No documento Economia, direito de propriedade e agricultura (páginas 113-121)

Problemática e enquadramento teórico

2. A terra, a propriedade e a Economia: das análises precursoras à ortodoxia

2.6. A perspectiva neoclássica e o âmbito disciplinar da Economia de produção agrícola

Os autores marginalistas lançaram, em finais do séc. XIX, os fundamentos da abordagem neoclássica da economia. Para além de Walras, que citámos no ponto anterior, a “revolução marginalista” foi empreendida também por Menger e por Jevons. As Noções Básicas e Teoria Económica e a Teoria de Economia

Política da autoria destes dois autores, respectivamente, foram editadas pela

primeira vez em 1871. Em 1874 surgiu a obra Elementos de Economia Política

Pura de Walras.

A “revolução” encontra a sua razão de ser no descontentamento destes autores relativamente à Economia Política clássica que consideram pouco rigorosa. A ruptura que operam dá-se em dois aspectos fundamentais: por um lado, a substituição da teoria do valor-trabalho pela teoria do valor-utilidade e a formulação do princípio da utilidade marginal; por outro, a introdução da linguagem matemática

como a linguagem por excelência da Economia, transformando-a numa “disciplina científica”.

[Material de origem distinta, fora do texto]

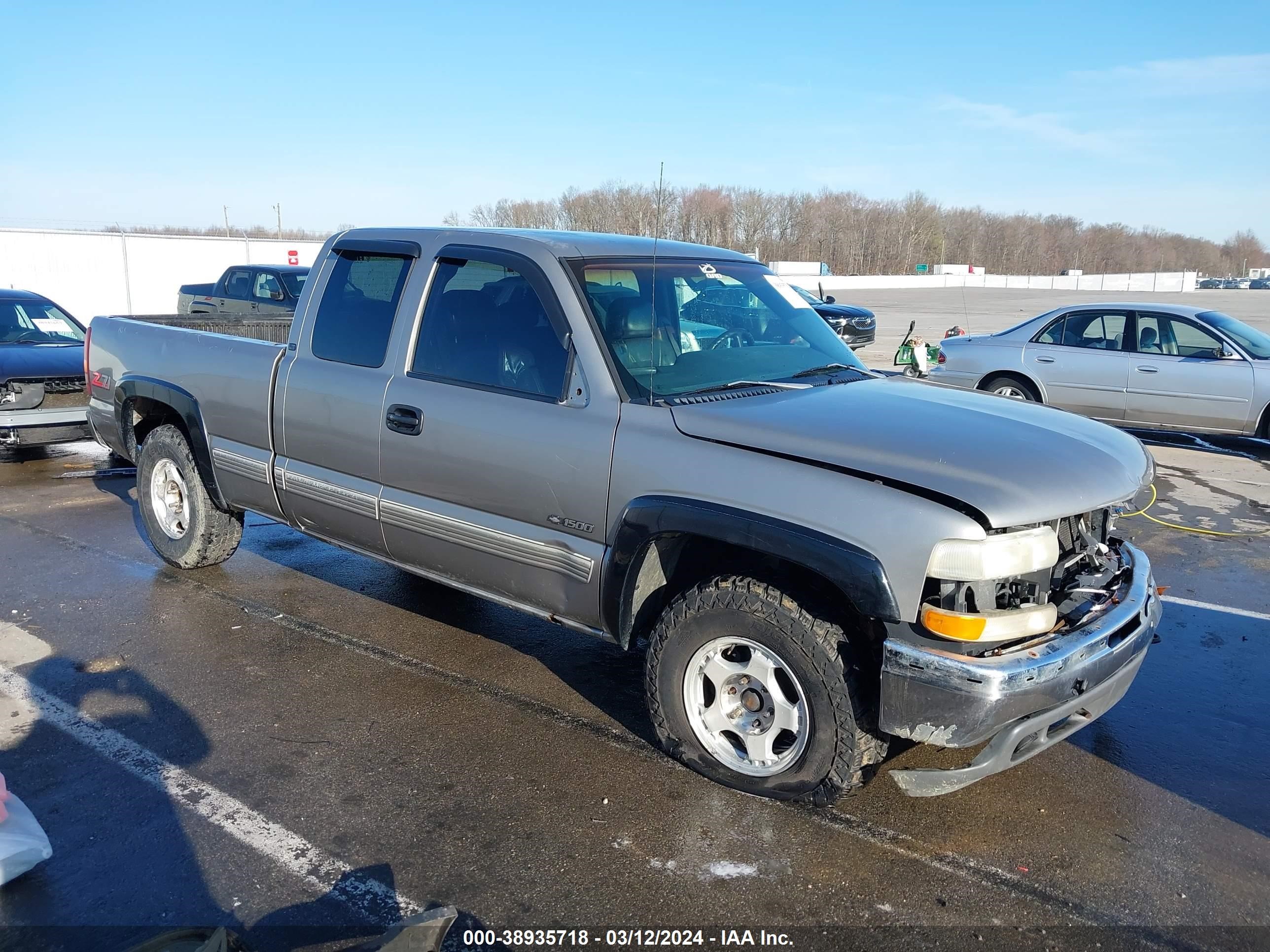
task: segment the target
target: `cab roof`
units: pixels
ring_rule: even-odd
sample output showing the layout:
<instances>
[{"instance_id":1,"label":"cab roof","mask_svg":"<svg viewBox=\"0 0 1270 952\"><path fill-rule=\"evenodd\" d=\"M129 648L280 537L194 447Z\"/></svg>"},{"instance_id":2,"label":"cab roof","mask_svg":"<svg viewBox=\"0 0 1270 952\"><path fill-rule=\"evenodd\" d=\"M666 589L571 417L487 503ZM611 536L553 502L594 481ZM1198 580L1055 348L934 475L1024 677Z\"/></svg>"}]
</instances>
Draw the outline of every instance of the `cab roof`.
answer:
<instances>
[{"instance_id":1,"label":"cab roof","mask_svg":"<svg viewBox=\"0 0 1270 952\"><path fill-rule=\"evenodd\" d=\"M551 231L549 228L353 228L349 237L413 240L419 235L444 235L455 244L480 242L483 236L512 235L546 245L558 258L652 258L653 239L641 235L608 235L598 231ZM690 241L657 240L658 258L712 258L753 261L749 255L725 248Z\"/></svg>"}]
</instances>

A seguinte citação de Jevons permite perceber as intenções destes autores:

“It is clear that Economics, if it is to be a science at all, must be a mathematical science. There exists much prejudice against attempts to introduce the methods and language of mathematics into any branch of the moral sciences. (...) to me it seems that our science must be mathematical,

simply because it deals with quantities. Wherever the things treated are

capable of being greater or less, there the laws and relations must be mathematical. If, then, in Economics, we have to deal with quantitaties and complicated relations of quantitaties, we must reason mathematically; we do not render the science less mathematical by avoiding the symbols of algebra - we refuse to employ, in a very imperfect science, much needing every kind of assistance, that apparatus of appropriate signs which is found indispensable in other sciences” (Jevons, 1871, 1969: 2-3, 5).

A referência à perspectiva neoclássica com o objectivo de identificar a concepção da terra e da propriedade será feita no âmbito disciplinar que, dentro da Economia, se ocupa da problemática agrícola - a Economia Agrícola.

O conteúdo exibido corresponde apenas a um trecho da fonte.